Reference set contains only very few AT1 and AT2 cells, but SingleR assigned most of cells in test dataset to AT1 and AT2 cells, is it statistically and computationally reasonable?

[lkqnaruto]

Hi

My the reference dataset contains very few AT1 cells and AT2 cells (around 1% of total number of cells), however, in the output of SIngleR, cells which are annotated as AT1 cells and AT2 cells dominates in the test set, almost 30%, I wonder whether this is statistically and computationally reasonable?
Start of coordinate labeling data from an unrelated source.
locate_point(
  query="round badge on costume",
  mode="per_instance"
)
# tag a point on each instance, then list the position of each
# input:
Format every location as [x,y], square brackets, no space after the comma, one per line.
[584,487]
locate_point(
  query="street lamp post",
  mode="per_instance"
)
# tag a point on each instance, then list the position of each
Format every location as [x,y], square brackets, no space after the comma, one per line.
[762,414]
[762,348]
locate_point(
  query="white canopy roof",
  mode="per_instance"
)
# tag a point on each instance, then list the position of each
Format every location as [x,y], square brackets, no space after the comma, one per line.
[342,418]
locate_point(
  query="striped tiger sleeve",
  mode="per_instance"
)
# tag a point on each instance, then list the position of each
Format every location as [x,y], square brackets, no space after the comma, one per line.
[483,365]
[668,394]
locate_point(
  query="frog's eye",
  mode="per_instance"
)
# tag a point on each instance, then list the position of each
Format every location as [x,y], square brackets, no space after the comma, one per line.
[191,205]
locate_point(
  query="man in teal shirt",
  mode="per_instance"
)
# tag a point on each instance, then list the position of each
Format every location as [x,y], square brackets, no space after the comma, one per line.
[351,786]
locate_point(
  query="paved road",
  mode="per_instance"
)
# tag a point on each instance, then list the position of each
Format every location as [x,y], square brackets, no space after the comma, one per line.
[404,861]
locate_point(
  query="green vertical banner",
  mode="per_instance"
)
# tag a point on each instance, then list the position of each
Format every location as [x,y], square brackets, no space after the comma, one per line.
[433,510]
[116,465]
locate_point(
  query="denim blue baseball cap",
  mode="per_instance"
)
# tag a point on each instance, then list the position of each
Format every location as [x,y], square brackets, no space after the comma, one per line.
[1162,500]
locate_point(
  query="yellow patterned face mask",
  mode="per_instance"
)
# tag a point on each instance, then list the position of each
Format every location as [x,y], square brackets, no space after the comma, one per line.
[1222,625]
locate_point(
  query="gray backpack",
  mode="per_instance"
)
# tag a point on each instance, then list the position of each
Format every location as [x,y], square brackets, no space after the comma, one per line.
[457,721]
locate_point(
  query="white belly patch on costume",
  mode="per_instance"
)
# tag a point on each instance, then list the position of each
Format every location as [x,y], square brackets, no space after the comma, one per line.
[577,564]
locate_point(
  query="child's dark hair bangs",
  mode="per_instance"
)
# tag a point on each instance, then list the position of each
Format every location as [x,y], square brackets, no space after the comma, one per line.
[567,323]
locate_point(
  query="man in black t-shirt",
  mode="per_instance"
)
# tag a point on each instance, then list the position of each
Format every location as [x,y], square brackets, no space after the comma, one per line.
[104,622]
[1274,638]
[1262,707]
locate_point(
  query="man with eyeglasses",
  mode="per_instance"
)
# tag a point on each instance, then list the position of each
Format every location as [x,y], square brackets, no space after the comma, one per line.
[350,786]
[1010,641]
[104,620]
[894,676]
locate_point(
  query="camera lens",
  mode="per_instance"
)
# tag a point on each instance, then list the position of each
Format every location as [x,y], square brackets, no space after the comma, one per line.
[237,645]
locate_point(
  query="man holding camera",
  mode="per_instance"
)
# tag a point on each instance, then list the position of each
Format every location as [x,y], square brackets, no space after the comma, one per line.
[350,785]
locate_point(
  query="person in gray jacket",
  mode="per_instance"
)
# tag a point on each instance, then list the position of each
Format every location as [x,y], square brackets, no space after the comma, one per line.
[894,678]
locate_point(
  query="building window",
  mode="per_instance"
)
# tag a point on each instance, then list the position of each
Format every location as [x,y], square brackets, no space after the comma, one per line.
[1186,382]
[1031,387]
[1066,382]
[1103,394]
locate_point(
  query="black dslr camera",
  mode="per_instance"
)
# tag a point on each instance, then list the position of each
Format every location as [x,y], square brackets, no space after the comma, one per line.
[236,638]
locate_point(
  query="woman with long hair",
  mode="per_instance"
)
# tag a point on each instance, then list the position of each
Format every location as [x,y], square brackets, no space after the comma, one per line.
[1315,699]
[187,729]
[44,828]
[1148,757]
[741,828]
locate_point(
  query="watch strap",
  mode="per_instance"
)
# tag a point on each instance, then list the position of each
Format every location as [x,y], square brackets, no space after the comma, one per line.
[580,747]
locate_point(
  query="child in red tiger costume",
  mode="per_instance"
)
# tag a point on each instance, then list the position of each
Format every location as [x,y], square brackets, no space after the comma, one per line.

I know SingleR choose the "best" label for a cell by iteratively filtering out the bad candidate labels until two labels left. From this point of view, it looks like the case where SingleR identifies more AT1 cells and AT2 cells than my expectation (in terms of the proportion) is reasonable. But I still would like to have some input from you guys, it would be very helpful to have your feedback on this case.

Thanks!

[LTLA]

In general, the proportional composition of the reference and the composition of the test do not have to be the same, or even particularly similar, as long as the cell types in the reference are a superset of those in the test. If my reference contained PBMCs and my test contained some purified subtype, then a difference in composition is not surprising.

That said, if you're expecting the reference and test to be similar, then there is some cause for concern. I would run through some of the diagnostics in the book and check that the predicted AT1 cells are expressing some sensible markers for AT1, based on the de.genes and some biological knowledge of what defines an AT1 cell. That should indicate whether the labels can be trusted.